The issue isn’t battleships vs aircraft carriers: the issue is control of the air.
Surface ships without air protection were vulnerable to air attack: the Japanese gave a very convincing demonstration of this early in the war, sinking two armored British warships (Repulse and Prince of Wales). And unlike Pearl Harbor, The British ships were at sea and underway, capable of maneuver and prepared for air defense. And yet they were sunk … quickly.
Carriers themselves were vulnerable to air attack – though they proved more durable than many expected. But they could also deliver offensive blows from hundreds of miles away, long before heavy ships had closed to within range of island objectives. So one of the primary tasks assigned to the fast carrier forces was the destruction and suppression of enemy air forces. The fast carriers would sweep in ahead of the landing and bombardment forces, seize control of the air, and maintain control of the air until local ground-based forces could take over. This kind of offensive strike was the best possible defense, both for the carriers and the heavy ships.

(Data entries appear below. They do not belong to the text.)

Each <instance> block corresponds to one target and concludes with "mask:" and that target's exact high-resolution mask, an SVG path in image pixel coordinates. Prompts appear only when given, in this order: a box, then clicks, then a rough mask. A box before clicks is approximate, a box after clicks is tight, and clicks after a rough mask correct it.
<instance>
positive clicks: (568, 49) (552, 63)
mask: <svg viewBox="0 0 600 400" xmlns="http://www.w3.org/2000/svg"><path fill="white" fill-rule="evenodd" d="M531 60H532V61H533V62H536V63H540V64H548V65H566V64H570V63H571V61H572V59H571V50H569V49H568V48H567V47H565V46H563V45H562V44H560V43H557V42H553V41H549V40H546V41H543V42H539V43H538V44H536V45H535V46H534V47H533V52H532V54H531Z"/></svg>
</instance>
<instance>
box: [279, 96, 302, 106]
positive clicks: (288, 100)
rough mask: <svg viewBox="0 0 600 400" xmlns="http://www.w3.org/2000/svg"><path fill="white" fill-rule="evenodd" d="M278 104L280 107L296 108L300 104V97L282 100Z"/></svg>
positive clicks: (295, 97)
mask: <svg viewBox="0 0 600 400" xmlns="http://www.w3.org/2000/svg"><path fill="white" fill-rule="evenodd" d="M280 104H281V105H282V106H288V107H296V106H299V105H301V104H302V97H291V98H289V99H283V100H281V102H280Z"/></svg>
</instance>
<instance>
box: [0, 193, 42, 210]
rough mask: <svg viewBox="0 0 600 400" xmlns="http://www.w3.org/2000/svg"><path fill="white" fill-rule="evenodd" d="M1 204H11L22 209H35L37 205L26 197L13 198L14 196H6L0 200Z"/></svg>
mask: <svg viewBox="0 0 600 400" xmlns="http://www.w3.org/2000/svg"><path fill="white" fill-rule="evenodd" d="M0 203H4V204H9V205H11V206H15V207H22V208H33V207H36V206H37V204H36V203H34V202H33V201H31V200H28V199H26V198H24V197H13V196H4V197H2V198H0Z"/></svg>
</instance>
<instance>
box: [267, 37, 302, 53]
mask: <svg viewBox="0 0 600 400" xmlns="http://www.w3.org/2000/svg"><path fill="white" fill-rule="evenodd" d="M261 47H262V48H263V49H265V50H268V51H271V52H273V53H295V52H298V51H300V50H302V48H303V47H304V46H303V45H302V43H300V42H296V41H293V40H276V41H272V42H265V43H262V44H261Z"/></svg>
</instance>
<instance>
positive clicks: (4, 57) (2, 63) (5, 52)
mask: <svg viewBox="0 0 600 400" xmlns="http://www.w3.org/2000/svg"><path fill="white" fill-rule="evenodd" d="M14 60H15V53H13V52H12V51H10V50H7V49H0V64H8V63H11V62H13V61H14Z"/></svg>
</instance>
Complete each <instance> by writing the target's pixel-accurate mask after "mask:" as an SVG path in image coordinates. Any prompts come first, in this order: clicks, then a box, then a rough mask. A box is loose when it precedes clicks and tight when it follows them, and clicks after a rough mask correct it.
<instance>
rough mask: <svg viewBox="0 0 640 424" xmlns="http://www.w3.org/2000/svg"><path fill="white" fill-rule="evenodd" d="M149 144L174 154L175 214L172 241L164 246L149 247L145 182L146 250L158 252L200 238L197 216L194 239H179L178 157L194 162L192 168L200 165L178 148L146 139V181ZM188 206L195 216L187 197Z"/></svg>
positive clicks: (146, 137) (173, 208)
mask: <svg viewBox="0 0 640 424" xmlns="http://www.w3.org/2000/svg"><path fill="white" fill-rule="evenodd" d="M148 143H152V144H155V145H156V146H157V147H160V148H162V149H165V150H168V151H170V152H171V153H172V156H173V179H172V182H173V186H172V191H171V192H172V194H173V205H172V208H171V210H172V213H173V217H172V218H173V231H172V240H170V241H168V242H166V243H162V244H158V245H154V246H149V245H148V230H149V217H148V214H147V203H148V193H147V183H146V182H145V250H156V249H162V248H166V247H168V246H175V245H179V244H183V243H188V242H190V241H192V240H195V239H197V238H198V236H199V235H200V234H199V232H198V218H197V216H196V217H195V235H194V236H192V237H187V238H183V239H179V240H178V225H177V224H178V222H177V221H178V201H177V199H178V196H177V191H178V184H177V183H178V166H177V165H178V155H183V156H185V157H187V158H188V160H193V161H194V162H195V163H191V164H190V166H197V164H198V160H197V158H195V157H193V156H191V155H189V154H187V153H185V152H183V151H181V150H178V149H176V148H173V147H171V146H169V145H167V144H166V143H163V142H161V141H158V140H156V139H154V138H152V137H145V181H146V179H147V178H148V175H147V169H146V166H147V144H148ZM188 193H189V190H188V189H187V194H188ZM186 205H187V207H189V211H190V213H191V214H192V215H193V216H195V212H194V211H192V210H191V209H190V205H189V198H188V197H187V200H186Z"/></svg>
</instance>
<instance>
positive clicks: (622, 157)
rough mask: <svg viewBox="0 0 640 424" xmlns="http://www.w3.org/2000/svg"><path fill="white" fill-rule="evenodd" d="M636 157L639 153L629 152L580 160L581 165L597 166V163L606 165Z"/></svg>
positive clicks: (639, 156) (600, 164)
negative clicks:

Carriers and battleships were fundamentally different weapons. A heavy ship could only throw its ordnance a few miles; a carrier could strike targets hundreds of miles away. A heavy ship had to stay in close proximity to its objective. A carrier 200 or 250 miles out had thousands of square miles of sea to disappear into, and would still be in striking range of its targets. The fleet carriers held the edge in terms of raw speed and maneuverability. And they were more difficult to put out of action than anticipated. A ship that’s hard to find, hard to hit, and capable of delivering heavy blows from hundreds of miles away is a formidable weapon.
The quick fix for these facts is the optiional rule “Air Supremacy”:
Air Supremacy
Fighters attack or defend in the opening fire step of combat if no enemy fighters are present or remain in combat.